The only other change is to the constraint declaration, where we no longer have a single constraint, but a constraint for each stage, imposed by limited time available at that stage. In algebraic notation, this might have been written as
Subject to:
$$\sum \limits_{p \in P} \frac{1}{a_{ps}} X_p \leq b_s, \text{ for each } s \in S.$$
Compare the AMPL version:
subject to Time {s in STAGE}:
sum {p in PROD} (1/rate[p,s]) * Make[p] <= avail[s];
Since rate is now indexed over combinations of two indices, it requires a data table all to itself. The data file must also include the membership for the new set STAGE, and values of avail for both reheat and roll.

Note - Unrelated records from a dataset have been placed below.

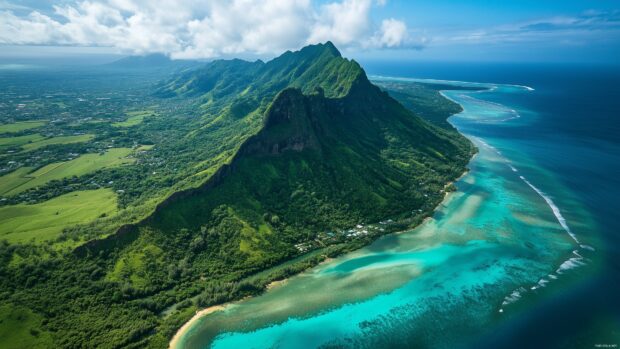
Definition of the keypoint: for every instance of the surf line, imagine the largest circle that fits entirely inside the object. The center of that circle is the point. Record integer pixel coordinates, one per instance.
(573, 262)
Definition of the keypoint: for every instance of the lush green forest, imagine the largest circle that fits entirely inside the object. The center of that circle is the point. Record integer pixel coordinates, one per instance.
(204, 183)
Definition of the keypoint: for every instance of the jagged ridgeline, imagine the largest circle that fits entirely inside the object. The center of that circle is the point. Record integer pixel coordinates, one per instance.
(287, 150)
(332, 151)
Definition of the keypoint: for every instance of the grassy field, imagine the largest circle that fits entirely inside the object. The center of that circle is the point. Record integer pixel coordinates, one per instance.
(15, 183)
(20, 140)
(14, 179)
(46, 220)
(20, 329)
(57, 140)
(20, 126)
(135, 118)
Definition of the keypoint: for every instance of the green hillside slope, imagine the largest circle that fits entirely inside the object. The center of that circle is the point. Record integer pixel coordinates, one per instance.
(299, 153)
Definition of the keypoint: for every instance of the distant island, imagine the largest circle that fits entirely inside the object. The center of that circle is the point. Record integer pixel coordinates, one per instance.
(191, 185)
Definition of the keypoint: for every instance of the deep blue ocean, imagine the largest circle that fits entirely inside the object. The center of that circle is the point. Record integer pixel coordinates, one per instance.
(575, 136)
(525, 254)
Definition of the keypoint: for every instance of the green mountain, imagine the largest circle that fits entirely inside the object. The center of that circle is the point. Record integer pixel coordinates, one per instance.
(279, 162)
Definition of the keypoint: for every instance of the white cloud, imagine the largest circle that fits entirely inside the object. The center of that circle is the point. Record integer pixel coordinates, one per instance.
(204, 28)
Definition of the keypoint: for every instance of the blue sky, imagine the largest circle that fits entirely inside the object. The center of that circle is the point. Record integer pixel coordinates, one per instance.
(447, 30)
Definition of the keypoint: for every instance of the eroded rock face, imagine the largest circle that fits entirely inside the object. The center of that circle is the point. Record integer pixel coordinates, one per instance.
(290, 124)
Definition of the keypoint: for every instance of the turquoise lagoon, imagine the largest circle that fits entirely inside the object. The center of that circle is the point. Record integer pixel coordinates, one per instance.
(495, 248)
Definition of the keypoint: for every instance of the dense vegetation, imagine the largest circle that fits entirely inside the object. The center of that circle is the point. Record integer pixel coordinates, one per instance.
(237, 174)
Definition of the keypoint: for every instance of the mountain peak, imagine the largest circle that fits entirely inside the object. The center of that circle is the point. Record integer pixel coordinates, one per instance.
(318, 49)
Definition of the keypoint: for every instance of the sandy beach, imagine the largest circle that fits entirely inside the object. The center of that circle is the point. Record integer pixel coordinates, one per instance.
(174, 343)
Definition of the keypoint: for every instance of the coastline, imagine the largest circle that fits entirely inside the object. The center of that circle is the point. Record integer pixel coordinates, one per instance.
(182, 331)
(174, 342)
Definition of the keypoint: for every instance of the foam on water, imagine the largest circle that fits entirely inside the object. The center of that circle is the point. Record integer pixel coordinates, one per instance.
(476, 258)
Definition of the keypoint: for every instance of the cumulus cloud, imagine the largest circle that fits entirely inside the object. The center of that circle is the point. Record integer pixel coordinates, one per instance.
(205, 28)
(587, 27)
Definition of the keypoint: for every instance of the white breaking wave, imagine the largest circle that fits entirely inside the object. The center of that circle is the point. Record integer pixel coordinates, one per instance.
(554, 208)
(571, 263)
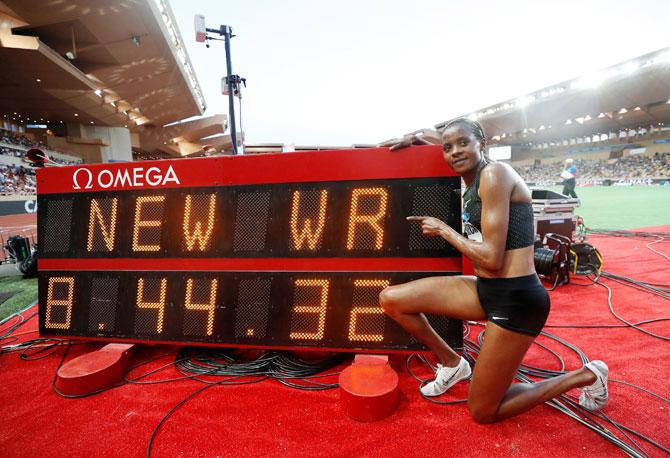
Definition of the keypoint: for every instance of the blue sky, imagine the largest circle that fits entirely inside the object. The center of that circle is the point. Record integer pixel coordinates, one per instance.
(345, 72)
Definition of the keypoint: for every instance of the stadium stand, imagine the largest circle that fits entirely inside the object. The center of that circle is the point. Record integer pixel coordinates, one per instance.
(17, 178)
(592, 172)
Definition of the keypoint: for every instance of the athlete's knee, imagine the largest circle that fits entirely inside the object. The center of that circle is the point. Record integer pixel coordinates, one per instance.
(390, 299)
(482, 413)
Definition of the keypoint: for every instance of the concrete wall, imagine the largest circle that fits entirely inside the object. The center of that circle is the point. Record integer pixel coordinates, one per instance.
(95, 144)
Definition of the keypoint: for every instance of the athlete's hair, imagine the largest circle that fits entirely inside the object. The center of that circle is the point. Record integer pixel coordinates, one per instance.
(474, 127)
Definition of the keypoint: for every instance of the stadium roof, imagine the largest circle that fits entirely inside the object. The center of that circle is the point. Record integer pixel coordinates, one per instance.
(108, 62)
(631, 94)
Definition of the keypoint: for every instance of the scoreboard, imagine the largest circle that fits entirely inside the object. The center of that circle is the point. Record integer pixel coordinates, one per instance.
(267, 251)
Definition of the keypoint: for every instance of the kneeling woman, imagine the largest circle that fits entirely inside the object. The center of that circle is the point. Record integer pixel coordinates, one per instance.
(507, 293)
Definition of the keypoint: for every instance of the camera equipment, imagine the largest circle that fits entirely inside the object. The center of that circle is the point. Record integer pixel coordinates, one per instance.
(585, 259)
(551, 260)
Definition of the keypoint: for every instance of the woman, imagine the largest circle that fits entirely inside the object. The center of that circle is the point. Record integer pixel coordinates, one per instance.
(507, 293)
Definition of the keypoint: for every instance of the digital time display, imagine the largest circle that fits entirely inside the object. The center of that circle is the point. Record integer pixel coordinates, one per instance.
(269, 251)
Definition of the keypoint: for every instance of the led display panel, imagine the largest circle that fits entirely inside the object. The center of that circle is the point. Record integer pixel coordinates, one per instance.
(270, 251)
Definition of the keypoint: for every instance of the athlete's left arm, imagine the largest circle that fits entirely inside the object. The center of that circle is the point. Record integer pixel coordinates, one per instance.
(495, 189)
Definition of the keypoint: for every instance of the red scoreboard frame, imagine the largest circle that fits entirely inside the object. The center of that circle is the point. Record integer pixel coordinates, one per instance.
(279, 251)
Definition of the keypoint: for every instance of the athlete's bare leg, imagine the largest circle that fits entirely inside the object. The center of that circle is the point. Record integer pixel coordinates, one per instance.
(492, 396)
(455, 297)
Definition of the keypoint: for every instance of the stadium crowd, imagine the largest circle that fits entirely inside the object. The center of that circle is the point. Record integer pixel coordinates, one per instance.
(593, 171)
(16, 178)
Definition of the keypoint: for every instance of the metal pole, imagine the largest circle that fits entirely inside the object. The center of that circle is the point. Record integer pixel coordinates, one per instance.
(225, 31)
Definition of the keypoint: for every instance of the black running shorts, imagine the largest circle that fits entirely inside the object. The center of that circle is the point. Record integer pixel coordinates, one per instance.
(520, 304)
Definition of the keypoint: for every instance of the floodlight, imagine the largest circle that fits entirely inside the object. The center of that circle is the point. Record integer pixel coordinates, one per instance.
(524, 101)
(200, 30)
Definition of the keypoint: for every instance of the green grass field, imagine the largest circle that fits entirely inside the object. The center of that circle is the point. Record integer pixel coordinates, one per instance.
(602, 207)
(25, 293)
(623, 207)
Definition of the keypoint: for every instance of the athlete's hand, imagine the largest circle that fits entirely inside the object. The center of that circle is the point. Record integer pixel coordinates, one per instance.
(429, 225)
(406, 142)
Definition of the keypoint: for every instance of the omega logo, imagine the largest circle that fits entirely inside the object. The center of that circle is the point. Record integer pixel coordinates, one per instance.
(136, 177)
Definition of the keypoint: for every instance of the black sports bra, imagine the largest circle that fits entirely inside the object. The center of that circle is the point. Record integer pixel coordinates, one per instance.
(520, 230)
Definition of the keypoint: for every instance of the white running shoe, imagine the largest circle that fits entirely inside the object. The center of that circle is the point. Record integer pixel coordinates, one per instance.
(595, 396)
(446, 377)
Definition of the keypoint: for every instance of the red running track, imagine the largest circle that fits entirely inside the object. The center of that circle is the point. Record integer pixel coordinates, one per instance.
(271, 420)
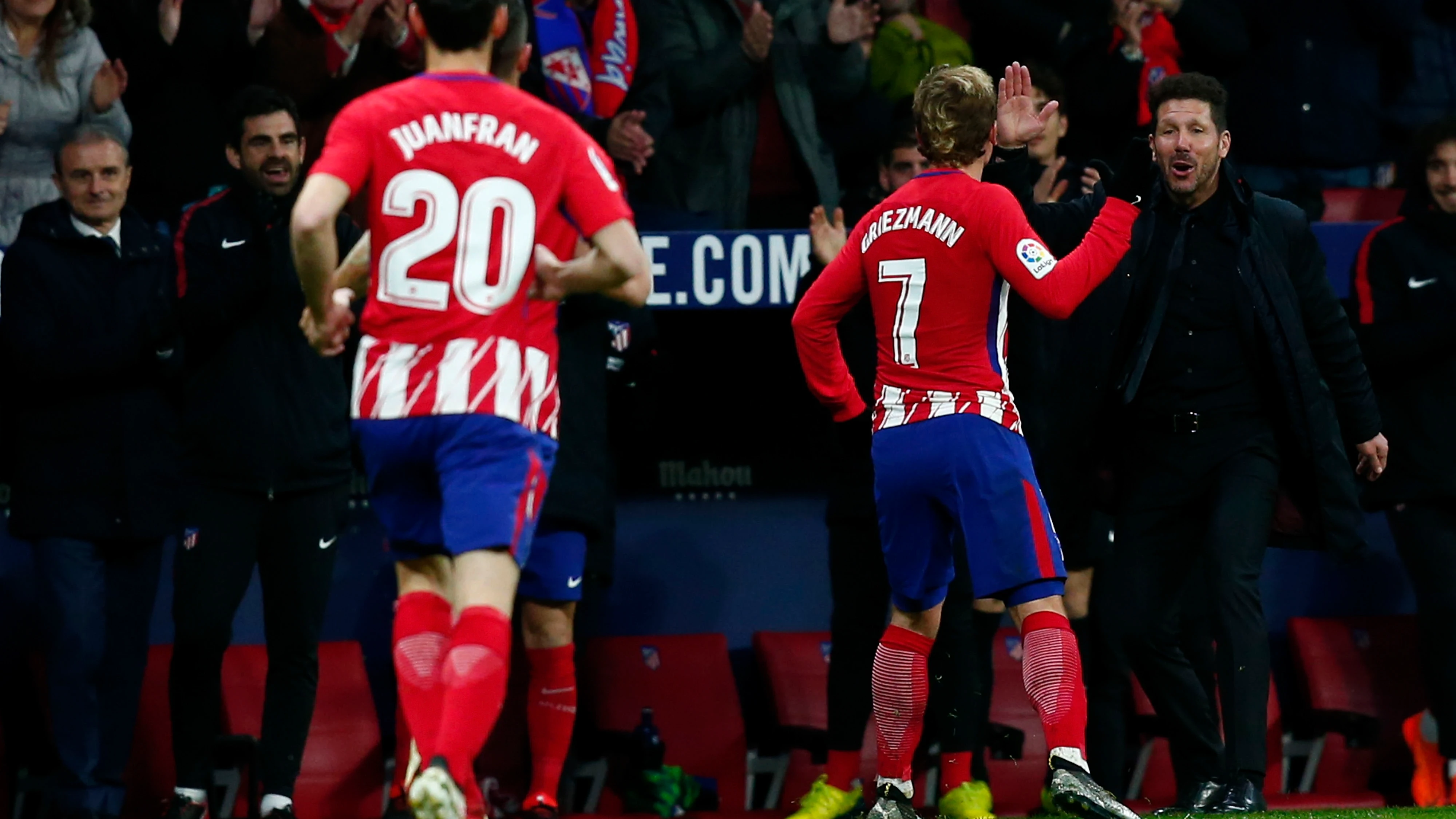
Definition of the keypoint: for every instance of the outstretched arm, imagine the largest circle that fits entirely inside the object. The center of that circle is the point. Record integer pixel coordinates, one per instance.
(317, 256)
(1053, 286)
(816, 323)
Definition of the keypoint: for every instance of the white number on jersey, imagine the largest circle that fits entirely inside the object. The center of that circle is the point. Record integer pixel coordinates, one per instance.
(911, 274)
(470, 221)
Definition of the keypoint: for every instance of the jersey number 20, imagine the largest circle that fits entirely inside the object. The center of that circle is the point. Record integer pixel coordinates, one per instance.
(470, 221)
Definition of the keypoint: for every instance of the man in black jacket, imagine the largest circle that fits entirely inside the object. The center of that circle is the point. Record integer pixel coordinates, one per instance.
(267, 441)
(1240, 376)
(1406, 301)
(91, 359)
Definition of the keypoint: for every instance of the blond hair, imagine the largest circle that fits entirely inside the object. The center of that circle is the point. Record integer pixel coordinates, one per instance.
(954, 113)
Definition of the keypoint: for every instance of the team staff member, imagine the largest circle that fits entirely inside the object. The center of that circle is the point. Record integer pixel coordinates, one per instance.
(1230, 340)
(1406, 298)
(267, 434)
(91, 359)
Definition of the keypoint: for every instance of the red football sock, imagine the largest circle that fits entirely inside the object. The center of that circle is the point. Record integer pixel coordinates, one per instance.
(474, 674)
(842, 768)
(956, 770)
(1052, 671)
(422, 633)
(397, 786)
(550, 716)
(901, 687)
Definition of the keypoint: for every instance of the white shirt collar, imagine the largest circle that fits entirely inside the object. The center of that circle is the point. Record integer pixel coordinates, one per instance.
(88, 231)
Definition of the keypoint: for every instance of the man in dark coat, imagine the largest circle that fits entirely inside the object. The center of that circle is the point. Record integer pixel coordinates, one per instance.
(91, 355)
(267, 435)
(1238, 376)
(1406, 299)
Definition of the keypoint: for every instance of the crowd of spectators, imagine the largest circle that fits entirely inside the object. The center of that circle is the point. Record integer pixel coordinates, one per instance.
(736, 114)
(720, 114)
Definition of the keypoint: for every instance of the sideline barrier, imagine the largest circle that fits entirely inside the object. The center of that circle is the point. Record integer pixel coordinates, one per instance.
(764, 269)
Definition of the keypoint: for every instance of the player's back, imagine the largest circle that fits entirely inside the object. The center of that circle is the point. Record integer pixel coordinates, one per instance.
(467, 173)
(940, 304)
(462, 175)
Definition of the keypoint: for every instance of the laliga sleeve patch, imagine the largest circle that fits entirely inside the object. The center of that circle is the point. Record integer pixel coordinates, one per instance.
(1037, 258)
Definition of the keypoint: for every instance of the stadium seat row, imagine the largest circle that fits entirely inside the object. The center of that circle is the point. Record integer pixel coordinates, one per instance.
(1358, 678)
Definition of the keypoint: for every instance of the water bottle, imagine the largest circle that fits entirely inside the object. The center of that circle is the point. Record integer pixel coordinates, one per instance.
(647, 744)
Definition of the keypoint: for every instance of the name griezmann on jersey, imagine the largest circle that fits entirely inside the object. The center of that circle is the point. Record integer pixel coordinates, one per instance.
(938, 225)
(455, 127)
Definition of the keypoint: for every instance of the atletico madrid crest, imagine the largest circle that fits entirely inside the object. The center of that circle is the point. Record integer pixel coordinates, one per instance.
(650, 658)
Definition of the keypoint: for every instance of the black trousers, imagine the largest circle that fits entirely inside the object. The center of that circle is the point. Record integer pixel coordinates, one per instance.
(1426, 537)
(98, 598)
(960, 665)
(1198, 508)
(292, 540)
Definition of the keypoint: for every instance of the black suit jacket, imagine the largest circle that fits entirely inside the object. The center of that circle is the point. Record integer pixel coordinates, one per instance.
(1324, 392)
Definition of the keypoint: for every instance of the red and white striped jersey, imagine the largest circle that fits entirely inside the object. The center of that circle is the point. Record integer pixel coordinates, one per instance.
(462, 173)
(938, 258)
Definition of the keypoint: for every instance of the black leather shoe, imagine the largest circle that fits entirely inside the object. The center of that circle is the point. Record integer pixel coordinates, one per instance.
(1241, 798)
(1202, 799)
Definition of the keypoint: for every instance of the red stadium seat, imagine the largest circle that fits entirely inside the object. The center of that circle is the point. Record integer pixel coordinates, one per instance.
(343, 773)
(688, 682)
(797, 668)
(1160, 786)
(1362, 205)
(151, 773)
(1364, 680)
(1154, 780)
(1016, 783)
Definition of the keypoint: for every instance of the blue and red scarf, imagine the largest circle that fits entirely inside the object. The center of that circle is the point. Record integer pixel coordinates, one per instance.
(587, 78)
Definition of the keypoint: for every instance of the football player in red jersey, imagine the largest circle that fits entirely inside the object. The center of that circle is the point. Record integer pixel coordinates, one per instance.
(462, 174)
(551, 582)
(937, 261)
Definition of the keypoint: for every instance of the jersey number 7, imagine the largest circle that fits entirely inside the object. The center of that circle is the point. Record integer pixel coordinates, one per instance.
(911, 274)
(471, 222)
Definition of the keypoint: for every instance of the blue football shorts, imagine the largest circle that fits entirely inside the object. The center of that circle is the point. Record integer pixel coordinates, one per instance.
(452, 484)
(557, 566)
(963, 483)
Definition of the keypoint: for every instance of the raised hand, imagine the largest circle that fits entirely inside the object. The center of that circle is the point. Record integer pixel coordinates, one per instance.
(758, 34)
(1017, 117)
(1372, 458)
(628, 141)
(170, 20)
(850, 23)
(260, 15)
(330, 336)
(108, 87)
(826, 237)
(1129, 17)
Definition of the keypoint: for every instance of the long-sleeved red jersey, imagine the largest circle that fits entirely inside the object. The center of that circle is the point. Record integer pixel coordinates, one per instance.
(937, 258)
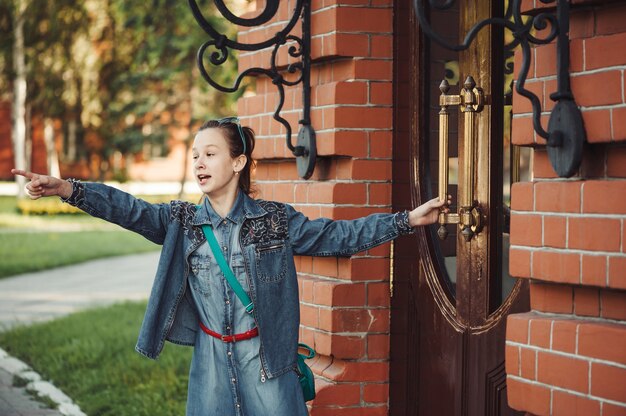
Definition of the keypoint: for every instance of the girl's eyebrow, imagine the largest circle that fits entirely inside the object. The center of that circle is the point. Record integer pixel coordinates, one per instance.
(205, 147)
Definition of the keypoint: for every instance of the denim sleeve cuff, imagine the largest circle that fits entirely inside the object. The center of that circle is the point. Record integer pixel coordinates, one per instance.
(78, 193)
(402, 222)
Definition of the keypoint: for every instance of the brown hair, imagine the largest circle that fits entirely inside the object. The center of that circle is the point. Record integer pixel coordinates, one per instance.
(236, 146)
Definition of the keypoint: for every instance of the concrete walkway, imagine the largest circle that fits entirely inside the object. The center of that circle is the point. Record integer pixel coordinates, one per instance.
(36, 297)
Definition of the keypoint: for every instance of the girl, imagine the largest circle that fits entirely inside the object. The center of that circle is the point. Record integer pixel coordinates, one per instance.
(192, 304)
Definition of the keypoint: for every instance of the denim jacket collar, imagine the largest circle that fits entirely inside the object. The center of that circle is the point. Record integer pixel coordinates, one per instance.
(250, 210)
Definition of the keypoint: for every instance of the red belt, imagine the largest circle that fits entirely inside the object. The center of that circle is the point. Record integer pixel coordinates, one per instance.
(231, 338)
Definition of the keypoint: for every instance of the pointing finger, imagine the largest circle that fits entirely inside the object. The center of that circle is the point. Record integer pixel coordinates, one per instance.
(26, 174)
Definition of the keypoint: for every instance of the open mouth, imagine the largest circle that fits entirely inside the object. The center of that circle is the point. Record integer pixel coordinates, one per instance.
(202, 179)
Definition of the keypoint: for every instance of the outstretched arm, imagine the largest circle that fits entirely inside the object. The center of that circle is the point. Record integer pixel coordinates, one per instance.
(105, 202)
(42, 185)
(325, 237)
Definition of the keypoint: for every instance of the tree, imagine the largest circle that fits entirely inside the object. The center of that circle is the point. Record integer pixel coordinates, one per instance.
(119, 75)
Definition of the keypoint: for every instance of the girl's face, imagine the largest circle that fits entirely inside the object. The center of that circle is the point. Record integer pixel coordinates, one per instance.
(213, 166)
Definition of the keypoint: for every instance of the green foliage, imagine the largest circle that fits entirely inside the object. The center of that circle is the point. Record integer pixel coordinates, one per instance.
(90, 356)
(46, 206)
(123, 71)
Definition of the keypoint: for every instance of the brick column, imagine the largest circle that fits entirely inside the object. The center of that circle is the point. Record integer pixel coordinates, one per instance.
(344, 303)
(568, 355)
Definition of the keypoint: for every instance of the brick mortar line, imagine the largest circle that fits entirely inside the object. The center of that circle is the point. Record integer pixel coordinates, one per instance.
(582, 108)
(578, 178)
(579, 73)
(568, 251)
(561, 389)
(350, 334)
(569, 214)
(580, 319)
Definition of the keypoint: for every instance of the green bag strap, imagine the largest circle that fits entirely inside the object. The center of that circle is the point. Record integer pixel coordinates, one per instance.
(228, 273)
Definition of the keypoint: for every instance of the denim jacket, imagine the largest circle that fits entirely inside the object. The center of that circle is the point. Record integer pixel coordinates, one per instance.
(272, 233)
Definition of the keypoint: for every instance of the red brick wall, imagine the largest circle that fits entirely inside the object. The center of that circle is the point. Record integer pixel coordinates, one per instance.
(568, 355)
(344, 302)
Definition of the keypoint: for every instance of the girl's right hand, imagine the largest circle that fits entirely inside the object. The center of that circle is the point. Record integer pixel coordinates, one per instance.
(42, 185)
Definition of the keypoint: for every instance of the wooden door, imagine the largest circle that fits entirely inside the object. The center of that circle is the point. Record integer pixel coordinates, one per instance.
(451, 298)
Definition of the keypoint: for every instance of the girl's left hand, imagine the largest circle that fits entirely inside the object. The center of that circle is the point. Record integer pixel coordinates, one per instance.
(428, 212)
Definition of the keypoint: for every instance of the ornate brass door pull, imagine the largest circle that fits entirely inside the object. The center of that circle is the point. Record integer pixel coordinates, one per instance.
(471, 101)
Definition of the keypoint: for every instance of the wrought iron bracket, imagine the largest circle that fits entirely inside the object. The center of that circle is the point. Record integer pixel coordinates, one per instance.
(566, 133)
(305, 149)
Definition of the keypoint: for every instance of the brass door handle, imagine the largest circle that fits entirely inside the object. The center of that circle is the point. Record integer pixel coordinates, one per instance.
(471, 101)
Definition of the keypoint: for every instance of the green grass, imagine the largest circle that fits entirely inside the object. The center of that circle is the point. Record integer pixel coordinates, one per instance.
(90, 356)
(28, 252)
(31, 243)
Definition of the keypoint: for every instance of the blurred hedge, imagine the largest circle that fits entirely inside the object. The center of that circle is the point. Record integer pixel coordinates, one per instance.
(46, 206)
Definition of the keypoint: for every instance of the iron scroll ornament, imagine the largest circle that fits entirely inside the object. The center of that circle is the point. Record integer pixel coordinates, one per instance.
(305, 149)
(566, 133)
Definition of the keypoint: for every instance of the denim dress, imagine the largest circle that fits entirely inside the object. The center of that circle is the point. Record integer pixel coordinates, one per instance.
(225, 378)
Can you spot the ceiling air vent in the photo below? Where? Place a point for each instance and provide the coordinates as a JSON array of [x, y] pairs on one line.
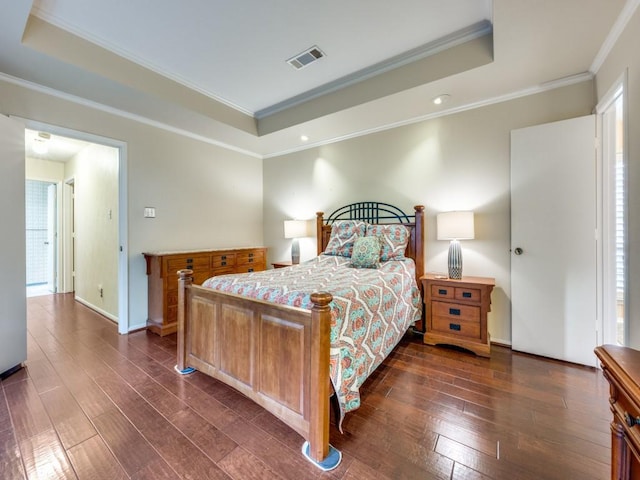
[[305, 58]]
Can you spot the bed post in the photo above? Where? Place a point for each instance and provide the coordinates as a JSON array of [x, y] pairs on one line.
[[419, 246], [317, 448], [319, 234], [185, 280]]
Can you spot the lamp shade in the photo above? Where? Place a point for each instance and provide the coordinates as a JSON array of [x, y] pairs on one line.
[[455, 226], [296, 228]]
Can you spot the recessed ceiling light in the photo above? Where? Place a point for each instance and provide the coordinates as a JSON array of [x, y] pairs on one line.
[[440, 99]]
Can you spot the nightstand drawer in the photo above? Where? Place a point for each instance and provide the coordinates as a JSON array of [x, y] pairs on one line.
[[441, 291], [458, 327], [456, 311], [469, 294]]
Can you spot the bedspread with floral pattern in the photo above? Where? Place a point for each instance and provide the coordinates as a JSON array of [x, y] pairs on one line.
[[370, 312]]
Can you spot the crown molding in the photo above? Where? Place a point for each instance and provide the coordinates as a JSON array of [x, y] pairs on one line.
[[618, 27], [472, 32], [121, 113], [562, 82]]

After these changes are made, we use AMPL to get another revised solution:
CBC 2.10.5: CBC 2.10.5 optimal, objective 190071.4286
2 iterations
: Make.lb Make Make.ub Make.rc :=
bands 1000 3357.14 6000 0
coils 500 500 4000 -1.85714
plate 750 3142.86 3500 0
;
Time [*] :=
reheat 1800
roll 3200
;
At the end of the example above we have displayed the “marginal values” (also called “dual values” or “shadow prices”) associated with the Time constraints. The marginal value of a constraint measures how much the value of the objective would improve if the constraint were relaxed by a small amount. For example, here we would expect that up to some point, additional reheat time would produce another $1800 of extra profit per hour, and additional rolling time would produce $3200 per hour; decreasing these times would decrease the profit correspondingly. In output commands like display, AMPL interprets a constraint’s name alone as referring to the associated marginal values.
We also display several quantities associated with the variables Make. First there are lower bounds Make.lb and upper bounds Make.ub, which in this case are the same as commit and market. We also show the “reduced cost” Make.rc, which has the same meaning with respect to the bounds that the marginal values have with respect to the constraints. Thus we see that, again up to some point, each increase of a ton in the lower bound (or commitment) for coil production should reduce profits by about $1.86; each one-ton decrease in the lower bound should improve profits by about $1.86. The production levels for bands and plates are between their bounds, so their reduced costs are essentially zero, and changing their levels will have no effect.
Comparing this session with our previous one, we see that the additional reheat time restriction reduces profits by about $4750, and forces a substantial change in the optimal solution: much higher production of plate and lower production of bands. Moreover, the logic underlying the optimum is no longer so obvious. It is the difficulty of solving LPs by logical reasoning alone that necessitates computer-based systems such as AMPL.
Bibliography
Julius S. Aronofsky, John M. Dutton and Michael T. Tayyabkhan, Managerial Planning with Linear Programming: In Process Industry Operations. John Wiley & Sons (New York, NY, 1978). A detailed account of a variety of profit-maximizing applications, with emphasis on the petroleum and petrochemical industries.
Vasek Chvatal, Linear Programming, W. H. Freeman (New York, NY, 1983). A concise and economical introduction to theoretical and algorithmic topics in linear programming.
Tibor Fabian, “A Linear Programming Model of Integrated Iron and Steel Production.” Management Science 4 (1958) pp. 415-449. An application to all stages of steelmaking — from coal and ore through finished products — from the early days of linear programming.
Robert Fourer and Goutam Dutta, “A Survey of Mathematical Programming Applications in Integrated Steel Plants.” Manufacturing & Service Operations Management 4 (2001) pp. 387-400.
David A. Kendrick, Alexander Meeraus and Jaime Alatorre, The Planning of Investment Programs in the Steel Industry. The Johns Hopkins University Press (Baltimore, MD, 1984). Several detailed mathematical programming models, using the Mexican steel industry as an example.
Robert J. Vanderbei, Linear Programming: Foundations and Extensions (2nd edition). Kluwer Academic Publishers (Dordrecht, The Netherlands, 2001). An updated survey of linear programming theory and methods.